Allgaier entered the 2018 postseason on a streak of 14 straight top-10 finishes that included victories at Iowa, Mid-Ohio, Road America and Indianapolis. He was the reigning regular-season champion with a boatload of Playoff points. Then Richmond happened.
With 24 laps left in last season’s opening Playoff race, the driver of the No. 7 JR Motorsports Chevrolet was wiped out when the Fords of Austin Cindric and Cole Custer collided. That accident set the tone for a disappointing postseason.

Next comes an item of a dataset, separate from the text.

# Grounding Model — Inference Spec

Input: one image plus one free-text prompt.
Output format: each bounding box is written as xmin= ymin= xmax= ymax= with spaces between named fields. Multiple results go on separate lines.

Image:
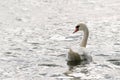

Though Allgaier survived the Round of 12, a crash on the first lap at Kansas doomed his prospects of advancing to the Championship 4 race at Homestead-Miami Speedway. And the streak of ill-fortune didn’t end there.
Three crashes and an engine failure led to four DNFs in the first 15 races of 2019. Though five stage wins and top-10 runs in the last 10 races of the regular season have kept Allgaier tied for fifth in the Playoff standings, even though he doesn’t have a victory this year.
And it serves as a confidence boost for the 33-year-old Illinois driver, who feels his team may be peaking at the right time.
“I always tell people, ‘I’d love to say that it can’t get any worse, but I can promise you it can get a lot worse,’” Allgaier said Thursday during NASCAR Xfinity Series Playoff media day interviews at Richmond Raceway. “That being said, the old saying, ‘I’d rather be lucky than good any day’ holds true.
“It’s just been one of those seasons for the record books—not in the way I wanted it to be. Last year was a record-book season for me, five wins, the whole deal. This year it’s been a record book; I’m not sure you could ask for so many different things to go wrong in the course of the season and make it through all of them.
“’Disappointed’ is probably an understatement, that we haven’t been back to Victory Lane, that we haven’t battled it out. But like I said, we’re peaking at the right time.”
And if Allgaier’s luck turns—for the better this time—he’s a leading candidate to join ‘Big 3’ drivers Christopher Bell, Tyler Reddick and Cole Custer in the Championship 4 event.